Barceló inasséché

Barceló inasséché

Miquel Barceló, qui s’est fait rare ces dernières années, viens de présenter des nouvelles toiles sous la verrière parisienne de la galerie Thaddaeus Ropac, après la fermeture de celle d’Yvon Lambert, qui le représentait auparavant. Dans les deux espaces du Marais, il a présenté 17 nouveaux tableaux de grandes tailles qui viennent du bleu de la mer et du sable rose de Majorque (Baléares), où il est né, à Felanitx précisément, en 1957, a grandi et passe encore la moitié de son temps.

Les œuvres sont de première fraîcheur, d’où le titre générique : «Inassèchement». «Pendant que je dors ou que je lis, mes tableaux, couchés par terre, sèchent lentement à cause de l’humidité de l’île. Ce délai est très important. La toile est peut-être achevée, mais elle ressemble par moments à une flaque où tout peut changer en un instant», écrit-t-il.

L’artiste qui, depuis une trentaine d’années, partage sa vie entre Paris, Gogoli (un village situé sur la falaise de Bandiagara, en plein pays Dogon, au Mali) et la plus grande île des Baléares, a toujours fait de la plongée et compare l’immersion sous-marine à celle qu’il vit quand il exécute ses grandes toiles à même le sol. «Je me mets en apnée. Je fais les mouvements justes, ou du moins j’essaie. Je retiens ma respiration, je compense la pression. Puis je remonte en expulsant l’eau de mer du tuba… Enfin, presque», poursuit le peintre majorquin.

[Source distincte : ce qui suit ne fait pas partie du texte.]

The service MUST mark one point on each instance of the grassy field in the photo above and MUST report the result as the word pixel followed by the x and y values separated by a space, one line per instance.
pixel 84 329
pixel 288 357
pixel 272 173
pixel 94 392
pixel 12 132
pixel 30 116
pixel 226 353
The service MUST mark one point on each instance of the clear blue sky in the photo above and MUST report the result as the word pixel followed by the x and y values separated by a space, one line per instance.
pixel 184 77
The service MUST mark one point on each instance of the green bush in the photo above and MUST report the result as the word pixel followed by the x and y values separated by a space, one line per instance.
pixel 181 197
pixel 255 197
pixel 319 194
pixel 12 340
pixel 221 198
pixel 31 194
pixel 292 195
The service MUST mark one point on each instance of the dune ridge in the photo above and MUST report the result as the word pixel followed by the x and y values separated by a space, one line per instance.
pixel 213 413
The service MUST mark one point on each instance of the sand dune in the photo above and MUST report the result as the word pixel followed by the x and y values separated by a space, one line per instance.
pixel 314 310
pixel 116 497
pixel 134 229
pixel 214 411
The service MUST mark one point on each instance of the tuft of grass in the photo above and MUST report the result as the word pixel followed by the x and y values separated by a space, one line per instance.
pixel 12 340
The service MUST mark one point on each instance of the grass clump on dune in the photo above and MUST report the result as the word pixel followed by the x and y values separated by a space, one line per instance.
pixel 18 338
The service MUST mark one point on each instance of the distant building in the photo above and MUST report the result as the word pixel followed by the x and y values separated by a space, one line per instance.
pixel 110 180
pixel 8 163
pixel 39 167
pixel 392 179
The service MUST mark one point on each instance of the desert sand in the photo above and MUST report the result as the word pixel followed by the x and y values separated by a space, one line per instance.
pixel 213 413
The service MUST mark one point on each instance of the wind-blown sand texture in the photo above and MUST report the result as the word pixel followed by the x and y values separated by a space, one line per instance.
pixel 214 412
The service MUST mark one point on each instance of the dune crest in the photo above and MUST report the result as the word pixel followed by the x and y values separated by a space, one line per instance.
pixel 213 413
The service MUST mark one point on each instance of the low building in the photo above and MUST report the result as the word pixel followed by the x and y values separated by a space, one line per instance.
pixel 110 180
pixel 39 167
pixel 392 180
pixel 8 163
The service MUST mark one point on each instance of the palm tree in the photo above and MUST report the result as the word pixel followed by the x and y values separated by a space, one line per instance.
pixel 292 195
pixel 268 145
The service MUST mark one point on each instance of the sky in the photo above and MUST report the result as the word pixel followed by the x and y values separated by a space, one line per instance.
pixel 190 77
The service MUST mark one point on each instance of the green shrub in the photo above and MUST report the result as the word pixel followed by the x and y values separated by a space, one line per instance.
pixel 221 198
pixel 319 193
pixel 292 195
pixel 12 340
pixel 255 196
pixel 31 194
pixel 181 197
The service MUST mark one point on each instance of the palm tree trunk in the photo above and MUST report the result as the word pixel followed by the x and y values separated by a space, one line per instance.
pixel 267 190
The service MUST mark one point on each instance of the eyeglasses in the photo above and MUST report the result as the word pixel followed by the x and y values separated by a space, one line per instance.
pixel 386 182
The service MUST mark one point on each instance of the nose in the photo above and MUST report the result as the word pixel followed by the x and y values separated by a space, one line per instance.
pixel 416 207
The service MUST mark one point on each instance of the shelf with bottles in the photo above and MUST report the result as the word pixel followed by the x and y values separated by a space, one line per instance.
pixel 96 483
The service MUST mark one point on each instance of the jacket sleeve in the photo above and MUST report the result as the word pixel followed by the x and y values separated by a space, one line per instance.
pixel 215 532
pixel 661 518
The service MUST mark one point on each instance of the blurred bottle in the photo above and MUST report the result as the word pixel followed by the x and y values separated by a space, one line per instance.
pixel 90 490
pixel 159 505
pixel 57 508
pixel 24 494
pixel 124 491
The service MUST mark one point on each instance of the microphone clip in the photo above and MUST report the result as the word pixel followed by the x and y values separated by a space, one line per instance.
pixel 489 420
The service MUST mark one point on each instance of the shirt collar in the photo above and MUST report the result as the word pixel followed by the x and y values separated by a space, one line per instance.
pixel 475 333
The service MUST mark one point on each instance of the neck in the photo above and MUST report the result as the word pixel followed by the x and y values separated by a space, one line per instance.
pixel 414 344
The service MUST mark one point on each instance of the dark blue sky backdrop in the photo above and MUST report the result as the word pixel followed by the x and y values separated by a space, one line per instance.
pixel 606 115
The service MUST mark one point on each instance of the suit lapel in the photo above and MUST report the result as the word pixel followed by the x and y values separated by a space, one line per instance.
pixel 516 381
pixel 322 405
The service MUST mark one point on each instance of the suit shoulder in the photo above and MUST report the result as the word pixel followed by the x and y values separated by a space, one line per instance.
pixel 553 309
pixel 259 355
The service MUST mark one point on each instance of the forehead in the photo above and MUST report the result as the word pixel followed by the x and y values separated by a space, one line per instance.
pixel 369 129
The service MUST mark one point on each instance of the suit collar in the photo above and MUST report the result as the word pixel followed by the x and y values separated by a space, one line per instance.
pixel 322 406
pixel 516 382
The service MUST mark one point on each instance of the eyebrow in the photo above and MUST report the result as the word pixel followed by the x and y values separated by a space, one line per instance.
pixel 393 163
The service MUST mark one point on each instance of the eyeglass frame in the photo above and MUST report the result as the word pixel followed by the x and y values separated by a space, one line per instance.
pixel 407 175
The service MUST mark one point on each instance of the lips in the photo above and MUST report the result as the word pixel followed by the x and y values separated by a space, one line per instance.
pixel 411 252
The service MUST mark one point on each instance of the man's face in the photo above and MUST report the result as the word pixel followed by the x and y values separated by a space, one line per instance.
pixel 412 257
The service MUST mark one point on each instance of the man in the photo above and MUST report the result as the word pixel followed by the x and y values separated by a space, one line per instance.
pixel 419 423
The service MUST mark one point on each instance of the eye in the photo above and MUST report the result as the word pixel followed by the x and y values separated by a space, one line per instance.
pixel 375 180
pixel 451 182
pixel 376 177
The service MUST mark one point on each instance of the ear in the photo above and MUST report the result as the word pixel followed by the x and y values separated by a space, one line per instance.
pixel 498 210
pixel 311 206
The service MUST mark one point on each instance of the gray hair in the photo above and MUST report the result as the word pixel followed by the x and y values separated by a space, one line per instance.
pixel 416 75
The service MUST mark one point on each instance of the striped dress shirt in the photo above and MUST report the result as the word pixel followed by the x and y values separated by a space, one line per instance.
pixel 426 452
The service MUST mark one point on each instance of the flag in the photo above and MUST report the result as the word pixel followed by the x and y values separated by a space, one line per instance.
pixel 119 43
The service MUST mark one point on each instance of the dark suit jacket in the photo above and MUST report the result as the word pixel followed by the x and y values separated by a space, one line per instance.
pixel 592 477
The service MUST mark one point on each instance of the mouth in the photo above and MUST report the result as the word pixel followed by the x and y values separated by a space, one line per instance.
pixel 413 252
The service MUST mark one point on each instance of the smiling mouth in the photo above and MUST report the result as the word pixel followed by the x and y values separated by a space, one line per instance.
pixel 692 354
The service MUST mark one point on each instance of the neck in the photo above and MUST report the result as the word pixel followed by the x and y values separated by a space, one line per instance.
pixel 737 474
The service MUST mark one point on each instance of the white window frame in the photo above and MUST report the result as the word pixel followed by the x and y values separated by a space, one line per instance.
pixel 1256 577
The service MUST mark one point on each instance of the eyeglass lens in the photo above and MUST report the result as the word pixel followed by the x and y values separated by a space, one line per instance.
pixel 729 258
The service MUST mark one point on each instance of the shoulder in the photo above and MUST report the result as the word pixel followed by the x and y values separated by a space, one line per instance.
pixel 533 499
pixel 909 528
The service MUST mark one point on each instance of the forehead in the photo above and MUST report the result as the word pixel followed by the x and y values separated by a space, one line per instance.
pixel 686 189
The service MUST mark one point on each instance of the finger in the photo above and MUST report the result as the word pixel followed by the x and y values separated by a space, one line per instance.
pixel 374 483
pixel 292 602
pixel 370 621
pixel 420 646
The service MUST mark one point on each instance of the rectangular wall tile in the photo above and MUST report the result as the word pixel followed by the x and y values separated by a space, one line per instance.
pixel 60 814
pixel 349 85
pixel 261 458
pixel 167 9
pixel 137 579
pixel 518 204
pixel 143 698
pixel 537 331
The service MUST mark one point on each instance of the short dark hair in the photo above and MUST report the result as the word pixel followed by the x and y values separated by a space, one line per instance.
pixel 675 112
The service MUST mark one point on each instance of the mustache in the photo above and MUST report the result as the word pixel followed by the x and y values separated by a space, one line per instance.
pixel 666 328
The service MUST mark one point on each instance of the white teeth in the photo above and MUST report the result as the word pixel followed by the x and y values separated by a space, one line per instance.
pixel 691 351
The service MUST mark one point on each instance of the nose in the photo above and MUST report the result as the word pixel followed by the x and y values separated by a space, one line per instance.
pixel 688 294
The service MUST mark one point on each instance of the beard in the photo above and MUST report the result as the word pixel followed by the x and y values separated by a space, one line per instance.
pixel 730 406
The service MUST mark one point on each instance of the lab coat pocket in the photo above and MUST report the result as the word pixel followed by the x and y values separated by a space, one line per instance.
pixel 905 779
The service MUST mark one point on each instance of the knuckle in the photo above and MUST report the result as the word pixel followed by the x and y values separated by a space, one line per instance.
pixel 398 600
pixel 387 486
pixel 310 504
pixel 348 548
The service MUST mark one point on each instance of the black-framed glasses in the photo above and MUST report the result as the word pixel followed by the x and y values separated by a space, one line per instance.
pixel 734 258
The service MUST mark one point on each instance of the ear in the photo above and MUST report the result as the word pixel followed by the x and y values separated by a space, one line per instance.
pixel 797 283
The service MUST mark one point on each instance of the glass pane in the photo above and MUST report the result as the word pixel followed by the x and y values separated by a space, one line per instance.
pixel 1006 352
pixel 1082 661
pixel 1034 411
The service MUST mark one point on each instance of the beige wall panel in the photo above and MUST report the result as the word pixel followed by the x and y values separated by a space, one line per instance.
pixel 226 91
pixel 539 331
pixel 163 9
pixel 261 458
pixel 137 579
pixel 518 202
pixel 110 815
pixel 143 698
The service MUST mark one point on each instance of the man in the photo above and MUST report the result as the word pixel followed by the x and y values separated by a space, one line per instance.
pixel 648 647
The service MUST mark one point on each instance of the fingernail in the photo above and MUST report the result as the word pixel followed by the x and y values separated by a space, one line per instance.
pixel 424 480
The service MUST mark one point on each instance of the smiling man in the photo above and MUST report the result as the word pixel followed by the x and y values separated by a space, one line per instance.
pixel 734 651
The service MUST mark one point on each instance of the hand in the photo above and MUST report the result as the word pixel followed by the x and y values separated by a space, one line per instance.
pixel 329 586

Connu pour ses céramiques et ses œuvres monumentales, ce créateur insatiable privilégie pour cette exposition aux couleurs translucides sa passion du monde marin de son île natale, d’où émergent des créatures d’abysses, des formes derrière lesquelles on devine des sèches, des poulpes bleutés, des rascasses rouges, des pieuvres multicolores – un univers qui évoque parfois des peintures de Joan Miró, qui a aussi habité, à la fin de sa vie, à Majorque.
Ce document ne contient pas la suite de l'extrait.